The United Nations Development Programme (UNDP) estimates that 80% of disabled people live in developing nations (UNDESA, 2022), and the World Bank (1975) estimates that 20% of the poorest people are disabled. These individuals are often considered to have the most disadvantages within their community (UNDESA, 2022).
The number of people living with a disability is increasing in Africa because of increased violence, HIV/AIDS, poverty, malnutrition, and environmental degradation. In 2006, the World Health Organization estimated that, in developing countries, 150 million children aged 15 years and below had a disability and that only 3% were enrolled in special needs education (WHO, 2011). Nair (2010) reported that, in developing countries, approximately 98% of children with physical and intellectual disabilities were not enrolled in school, and less than 10% of all children with disabilities did not attend school. Furthermore, Amnesty International identified that two decades of civil strife in Somalia had left many disabled children at the mercy of extremists.
In Kenya, an estimated 10% (approximately 3.9 million) people have disabilities, 1.6% (about 554,000) have a physical disability, and only 2% of children with disabilities have access to education (APDK, 1999). Furthermore, in 2004, only 26,000 of an estimated 750,000 children were enrolled in special needs education (APDK, 1999). Schools exacerbate the problem by refusing to enroll children with disabilities due to their unique needs. These students typically have two choices: find an integrated school or a specialized school; however, poverty and discrimination prevent caregivers from affording the schools, and thus, children remain at home, denying them an opportunity at education, which is contrary to the Constitution of Kenya that guarantees the right to social services (Republic of Kenya, 2010).
Disabilities and the lack of social services are significant problems within the Kasarani sub-county of Kenya. Many children in the informal settlement areas, like Korogocho, Kariobangi, and Mathare, are left alone because caregivers are busy working or searching for work. The lack of resources exposes these children to sexual and physical abuse that leads to dire circumstances that further compound the problem.
As a prominent global minority group, bringing people affected by disabilities into the discussions is vital because they have a unique perspective on resources that help harness their potential and improve their lives. Njeri and Smith (2023) introduced four variables that affect accessibility to social services in informal settlements of Kenya: stakeholder participation, funding agencies, caregivers, and local community-based organizations.
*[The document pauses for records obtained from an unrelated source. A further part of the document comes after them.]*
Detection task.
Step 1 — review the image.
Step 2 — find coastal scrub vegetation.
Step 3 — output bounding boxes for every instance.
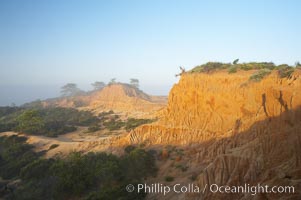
[0,135,157,200]
[188,59,300,80]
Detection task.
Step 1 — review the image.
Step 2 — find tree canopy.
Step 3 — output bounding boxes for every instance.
[130,78,139,88]
[91,81,106,91]
[61,83,83,97]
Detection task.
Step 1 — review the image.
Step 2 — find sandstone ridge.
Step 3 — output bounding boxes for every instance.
[110,69,301,199]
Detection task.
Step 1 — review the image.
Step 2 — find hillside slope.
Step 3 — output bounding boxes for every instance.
[112,69,301,199]
[42,84,167,118]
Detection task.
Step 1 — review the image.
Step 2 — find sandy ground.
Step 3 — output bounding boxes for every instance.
[0,127,124,158]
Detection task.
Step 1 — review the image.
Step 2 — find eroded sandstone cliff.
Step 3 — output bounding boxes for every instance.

That research focused on the stakeholder participation component of the regression analysis; here, we expand on the research by studying the caregiver component.
Problem Statement
The WHO estimates that 650 million people and 200 million children have a disability, which affects millions of families in developing countries. In 2008, the Kenya National Disability Survey found that 5% of Kenya’s population has at least one disability and faces various handicapping situations depending on the type. Furthermore, those with disabilities face challenges in accessing infrastructure and services, including health, education, social support, and economic assistance, and the majority lack access to rehabilitation services and assistive technology aids.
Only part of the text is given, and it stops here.